Rückenschmerzen, Bandscheibenvorfälle und Nervenentzündungen sind weit verbreitete Leiden, die oft mit Bewegungseinschränkungen und einer verminderten Lebensqualität einhergehen. Die Liebscher & Bracht-Methode bietet einen ganzheitlichen Ansatz zur Behandlung und Vorbeugung dieser Beschwerden. Dieser Artikel beleuchtet die Ursachen, Symptome und Behandlungsmöglichkeiten von Rückenproblemen im Zusammenhang mit Nervenentzündungen und stellt die Liebscher & Bracht-Übungen als eine Möglichkeit zur Selbsthilfe vor.
Einführung in die Thematik
Die Liebscher & Bracht-Methode konzentriert sich auf die Behandlung von Schmerzen, die durch muskulär-fasziale Dysbalancen entstehen.

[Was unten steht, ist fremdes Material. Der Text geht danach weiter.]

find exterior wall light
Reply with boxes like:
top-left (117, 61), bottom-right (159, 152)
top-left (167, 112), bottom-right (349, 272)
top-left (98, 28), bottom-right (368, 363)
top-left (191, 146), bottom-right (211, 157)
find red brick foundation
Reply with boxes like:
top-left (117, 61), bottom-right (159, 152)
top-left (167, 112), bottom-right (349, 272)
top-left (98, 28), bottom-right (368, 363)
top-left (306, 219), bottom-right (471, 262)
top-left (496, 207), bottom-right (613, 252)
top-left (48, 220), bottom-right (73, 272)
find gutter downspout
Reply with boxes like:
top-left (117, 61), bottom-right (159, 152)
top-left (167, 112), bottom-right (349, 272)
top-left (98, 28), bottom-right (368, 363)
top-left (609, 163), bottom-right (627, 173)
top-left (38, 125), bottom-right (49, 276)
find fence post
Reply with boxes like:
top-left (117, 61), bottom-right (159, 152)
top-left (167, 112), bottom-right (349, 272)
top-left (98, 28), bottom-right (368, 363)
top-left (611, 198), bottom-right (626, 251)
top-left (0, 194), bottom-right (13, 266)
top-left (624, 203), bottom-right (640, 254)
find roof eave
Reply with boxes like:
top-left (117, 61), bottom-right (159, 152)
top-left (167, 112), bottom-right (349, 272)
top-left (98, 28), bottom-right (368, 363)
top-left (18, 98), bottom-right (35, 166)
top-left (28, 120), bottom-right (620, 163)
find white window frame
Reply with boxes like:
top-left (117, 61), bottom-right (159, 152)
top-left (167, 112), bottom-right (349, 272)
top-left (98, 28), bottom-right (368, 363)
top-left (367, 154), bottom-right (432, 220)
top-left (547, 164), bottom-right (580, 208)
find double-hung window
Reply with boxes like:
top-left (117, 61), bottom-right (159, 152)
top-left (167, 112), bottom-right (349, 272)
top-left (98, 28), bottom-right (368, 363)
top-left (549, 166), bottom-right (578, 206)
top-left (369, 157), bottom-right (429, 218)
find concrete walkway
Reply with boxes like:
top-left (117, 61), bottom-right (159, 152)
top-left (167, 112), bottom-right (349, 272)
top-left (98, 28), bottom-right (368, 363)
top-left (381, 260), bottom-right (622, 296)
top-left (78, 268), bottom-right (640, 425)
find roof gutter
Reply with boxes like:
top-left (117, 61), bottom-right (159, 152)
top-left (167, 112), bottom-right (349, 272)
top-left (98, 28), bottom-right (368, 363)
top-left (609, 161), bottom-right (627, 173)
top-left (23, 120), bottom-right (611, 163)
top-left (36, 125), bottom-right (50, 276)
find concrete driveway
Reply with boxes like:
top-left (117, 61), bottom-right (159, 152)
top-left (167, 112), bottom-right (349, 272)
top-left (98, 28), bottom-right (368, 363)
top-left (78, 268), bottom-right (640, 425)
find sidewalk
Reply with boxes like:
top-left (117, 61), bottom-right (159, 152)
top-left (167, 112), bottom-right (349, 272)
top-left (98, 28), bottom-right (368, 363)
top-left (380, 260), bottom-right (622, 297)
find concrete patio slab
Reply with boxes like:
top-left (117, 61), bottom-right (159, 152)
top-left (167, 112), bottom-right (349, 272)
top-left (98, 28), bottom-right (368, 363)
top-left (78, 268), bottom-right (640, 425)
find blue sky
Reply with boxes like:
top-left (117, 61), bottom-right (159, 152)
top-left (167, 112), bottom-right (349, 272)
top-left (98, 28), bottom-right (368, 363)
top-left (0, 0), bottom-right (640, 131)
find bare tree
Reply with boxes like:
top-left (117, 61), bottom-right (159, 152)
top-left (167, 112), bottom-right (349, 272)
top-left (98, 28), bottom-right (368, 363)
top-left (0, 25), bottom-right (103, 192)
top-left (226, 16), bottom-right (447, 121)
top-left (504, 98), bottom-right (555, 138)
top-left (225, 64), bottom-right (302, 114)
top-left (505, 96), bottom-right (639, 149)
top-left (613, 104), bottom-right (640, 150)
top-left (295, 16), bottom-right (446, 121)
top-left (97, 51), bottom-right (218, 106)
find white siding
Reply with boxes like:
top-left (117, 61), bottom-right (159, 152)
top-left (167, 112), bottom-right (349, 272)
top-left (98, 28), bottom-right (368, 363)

Verhärtete Muskeln und Faszien können enormen Druck auf die Wirbelsäule ausüben und so Bandscheiben und Nerven beeinträchtigen. Die Liebscher & Bracht-Übungen zielen darauf ab, diese Spannungen zu lösen und die Wirbelsäule in alle Richtungen zu mobilisieren.
Bandscheiben und ihre Bedeutung
Bandscheiben sind Knorpelscheiben, die zwischen den einzelnen Wirbeln der Wirbelsäule liegen. Sie bestehen aus einem Gallertkern, der von einem Faserring umschlossen wird. Diese Struktur ermöglicht es den Bandscheiben, Stöße abzufedern und die Wirbelsäule zu stabilisieren.
Bandscheibenvorfall: Ursachen und Entstehung
Ein Bandscheibenvorfall entsteht, wenn der Faserring beschädigt wird und der Gallertkern austritt. Dies kann auf einen Nerv drücken und Schmerzen, Taubheitsgefühle oder Kribbeln verursachen. Die Hauptursache für Bandscheibenschäden liegt in mangelnder oder einseitiger Bewegung. Ständiges Sitzen und monotone Bewegungsabläufe führen langfristig zu verkürzten Muskeln und verklebten Faszien.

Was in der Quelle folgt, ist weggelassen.